Looking forward, several emerging technologies promise to further transform the intersection of AI and finance. LLMs and generative AI are beginning to process vast amounts of unstructured financial data, from earnings calls to regulatory filings, potentially revolutionizing fundamental analysis and market research. However, concerns about hallucination, manipulation and the generation of misleading financial information pose significant risks. Quantum computing may enable optimization and simulation at scales currently impossible, while federated learning could allow institutions to collaborate on AI development while preserving privacy. Each of these technologies brings unique opportunities and challenges that warrant careful study. Research should examine not only the technical capabilities of these systems but also their economic implications, regulatory challenges and potential for both beneficial innovation and systemic risk. Recent empirical evidence supports these emerging trends. Cao, Jiang, Wang, and Yang (2024) demonstrate that GPT-4 can perform financial statement analysis at a level comparable to professional analysts, achieving 60% directional accuracy in predicting earnings changes. Wu et al. (2023) introduced BloombergGPT, a 50-billion-parameter language model specifically trained on financial data, showing superior performance in financial NLP tasks including sentiment analysis, named entity recognition, and question answering.

4.3.3 Methodological evolution

The methodological evolution in AI finance research itself deserves attention as a research agenda. Our review reveals that while empirical studies dominate, with neural networks and tree-based methods being the most common approaches, there is growing recognition of the need for methods that combine the predictive power of ML with the interpretability and theoretical grounding of Wu et al. (2023) econometrics.

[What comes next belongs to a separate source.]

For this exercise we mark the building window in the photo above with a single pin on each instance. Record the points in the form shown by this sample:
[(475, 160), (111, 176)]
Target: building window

The development of “economic ML” that incorporates domain knowledge, respects economic constraints, and provides interpretable results represents a crucial direction for the field. Future research should focus on developing frameworks that bridge the gap between pure prediction and economic understanding, creating methods that are both powerful and comprehensible to practitioners and regulators. Chernozhukov et al. (2024) advance the integration of causal inference with ML through double ML methods specifically adapted for financial applications, enabling researchers to estimate causal effects while leveraging the predictive power of complex ML models.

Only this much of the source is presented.